Freud, Sigmund (1996d). Sobre a psicopatologia da vida cotidiana. In Edição Standard Brasileira das Obras Psicológicas Completas de Sigmund Freud vol. VI. Rio de Janeiro: Imago. (Obra original publicada em 1910).
A citação encontra-se em “Sobre a Psicopatologia da Vida Cotidiana” (1910), no capítulo VIII, intitulado “Equívocos na ação”, página 181. Freud aborda a relação entre atos acidentais e a presença de um fim sexual subjacente. Para tanto, lança mão de diversos exemplos, dentre os quais o de um erro que ele mesmo cometera ao realizar um procedimento médico. Freud narra seu equívoco ao confundir a solução de colírio com a de morfina, pingando, acidentalmente, mofina nos olhos de sua paciente já idosa. O espanto sentido com a percepção do erro o fez se questionar a respeito do que se passara. O médico vienense recorda-se de um sonho narrado por um paciente cujo conteúdo seria de natureza edipiana, como declara na nota adicionada ao trecho, e, logo após, remete-se ao mito de Édipo salientando que o complexo que carrega o nome do protagonista do mito relaciona-se à uma imagem juvenil da própria mãe, e não à sua pessoa atual. Disso podemos depreender que Freud também atribuíra um fundo sexual de seu equívoco em relação à paciente idosa.
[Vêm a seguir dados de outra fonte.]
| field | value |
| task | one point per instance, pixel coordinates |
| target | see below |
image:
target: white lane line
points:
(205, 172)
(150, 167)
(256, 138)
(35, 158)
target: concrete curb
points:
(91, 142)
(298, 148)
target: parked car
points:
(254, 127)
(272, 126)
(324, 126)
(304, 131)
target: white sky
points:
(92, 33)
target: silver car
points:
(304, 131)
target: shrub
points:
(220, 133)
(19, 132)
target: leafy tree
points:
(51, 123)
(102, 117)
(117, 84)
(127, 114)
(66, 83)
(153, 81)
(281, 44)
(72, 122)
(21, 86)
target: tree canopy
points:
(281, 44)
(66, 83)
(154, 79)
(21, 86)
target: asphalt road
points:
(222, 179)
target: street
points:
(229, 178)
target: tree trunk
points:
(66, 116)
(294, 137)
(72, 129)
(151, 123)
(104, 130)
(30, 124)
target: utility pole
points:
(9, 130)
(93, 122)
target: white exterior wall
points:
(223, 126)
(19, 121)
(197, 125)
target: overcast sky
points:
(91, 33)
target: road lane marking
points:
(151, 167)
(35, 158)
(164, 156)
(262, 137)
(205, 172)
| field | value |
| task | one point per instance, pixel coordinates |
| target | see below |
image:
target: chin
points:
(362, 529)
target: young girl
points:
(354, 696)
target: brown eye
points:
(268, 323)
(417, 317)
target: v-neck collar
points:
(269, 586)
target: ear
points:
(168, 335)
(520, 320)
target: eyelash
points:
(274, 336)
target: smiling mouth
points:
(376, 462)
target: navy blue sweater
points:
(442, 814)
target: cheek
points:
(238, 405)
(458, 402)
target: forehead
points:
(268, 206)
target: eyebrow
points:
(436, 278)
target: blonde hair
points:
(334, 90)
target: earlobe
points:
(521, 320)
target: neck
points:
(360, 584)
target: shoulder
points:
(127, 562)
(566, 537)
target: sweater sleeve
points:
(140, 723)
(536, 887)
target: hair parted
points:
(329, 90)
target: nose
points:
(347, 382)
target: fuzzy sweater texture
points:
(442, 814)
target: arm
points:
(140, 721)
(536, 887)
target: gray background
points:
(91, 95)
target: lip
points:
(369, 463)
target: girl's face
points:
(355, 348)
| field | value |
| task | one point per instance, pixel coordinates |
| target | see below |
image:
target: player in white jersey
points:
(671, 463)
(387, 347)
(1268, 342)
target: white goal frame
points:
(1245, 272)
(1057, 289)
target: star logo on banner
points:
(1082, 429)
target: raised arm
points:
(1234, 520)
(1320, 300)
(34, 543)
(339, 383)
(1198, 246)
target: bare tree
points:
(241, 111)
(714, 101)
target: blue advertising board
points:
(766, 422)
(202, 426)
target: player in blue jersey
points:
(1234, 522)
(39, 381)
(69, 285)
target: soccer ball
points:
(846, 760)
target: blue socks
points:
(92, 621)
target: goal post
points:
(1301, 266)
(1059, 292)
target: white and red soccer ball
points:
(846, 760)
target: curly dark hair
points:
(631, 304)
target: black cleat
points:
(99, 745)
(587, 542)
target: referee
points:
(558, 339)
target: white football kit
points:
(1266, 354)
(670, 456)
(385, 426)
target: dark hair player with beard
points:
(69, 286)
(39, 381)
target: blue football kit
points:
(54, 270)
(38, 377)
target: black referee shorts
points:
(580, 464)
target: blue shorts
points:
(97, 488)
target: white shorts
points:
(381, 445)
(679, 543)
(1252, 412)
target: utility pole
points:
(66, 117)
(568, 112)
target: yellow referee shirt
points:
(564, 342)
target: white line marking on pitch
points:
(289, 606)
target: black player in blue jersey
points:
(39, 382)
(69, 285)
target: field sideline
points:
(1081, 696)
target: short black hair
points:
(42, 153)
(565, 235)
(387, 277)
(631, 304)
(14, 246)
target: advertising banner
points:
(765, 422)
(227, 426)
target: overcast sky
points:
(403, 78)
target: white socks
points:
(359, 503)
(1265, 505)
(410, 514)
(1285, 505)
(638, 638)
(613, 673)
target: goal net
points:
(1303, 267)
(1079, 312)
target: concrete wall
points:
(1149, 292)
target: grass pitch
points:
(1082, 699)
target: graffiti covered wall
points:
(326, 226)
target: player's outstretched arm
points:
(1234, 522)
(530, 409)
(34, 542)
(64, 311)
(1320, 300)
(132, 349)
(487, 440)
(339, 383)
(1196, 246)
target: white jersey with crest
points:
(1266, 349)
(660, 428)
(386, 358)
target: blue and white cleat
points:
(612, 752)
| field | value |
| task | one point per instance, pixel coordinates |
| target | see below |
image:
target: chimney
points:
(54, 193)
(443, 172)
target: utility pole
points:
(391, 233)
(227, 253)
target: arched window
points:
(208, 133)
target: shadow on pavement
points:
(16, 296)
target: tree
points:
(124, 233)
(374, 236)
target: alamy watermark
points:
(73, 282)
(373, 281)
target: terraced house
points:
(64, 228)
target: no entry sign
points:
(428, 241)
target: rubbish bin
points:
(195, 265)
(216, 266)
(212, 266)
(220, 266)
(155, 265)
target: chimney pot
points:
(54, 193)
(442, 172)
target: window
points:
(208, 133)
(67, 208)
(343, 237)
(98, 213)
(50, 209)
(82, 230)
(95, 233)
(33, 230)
Eu estava sob influência de um sonho que me fora contado por um jovem na noite anterior e cujo conteúdo não admita outra interpretação que não fosse a de relações sexuais com a sua própria mãe. O estranho fato de a lenda [de Édipo] não fazer nenhuma objeção à idade da rainha Jocasta pareceu-me adequar-se bem à conclusão de que, no enamoramento pela própria mãe, nunca se trata da pessoa atual dela, mas de sua imagem mnêmica juvenil, formada nos anos da infância. Tais incongruências aparecem sempre que uma fantasia que oscila entre dois períodos se torna consciente e, com isso, liga-se em definitivo a determinada época. Absorto em tais pensamentos, fui ver minha paciente, que tem mais de noventa anos, e devo ter estado a caminho de apreender a aplicação humana universal do mito de Édipo como um correlato do destino que se revela nos oráculos, pois então “atentei contra a velha” ou “cometi um erro em relação à velha” [“vergreifen sich bei der Alten”]. Também esse equívoco na ação foi inofensivo; dos dois erros possíveis, aplicar a solução de morfina no olho ou injetar o colírio, escolhi o que era bem mais inofensivo. Resta ainda a questão de saber se, nos erros capazes de provocar danos graves, é lícito admitirmos a possibilidade de uma intenção inconsciente, tal como fizemos nos casos já discutidos (Freud, 1996d, p. 181)
Nota de rodapé: “Um ‘sonho edipiano’, como costumo chamá-lo, pois contém a chave para se compreender a saga de Édipo Rei. No texto de Sófocles, a referência a tal sonho é colocada nos lábios de Jocasta.” (Freud, 1996d, p.181).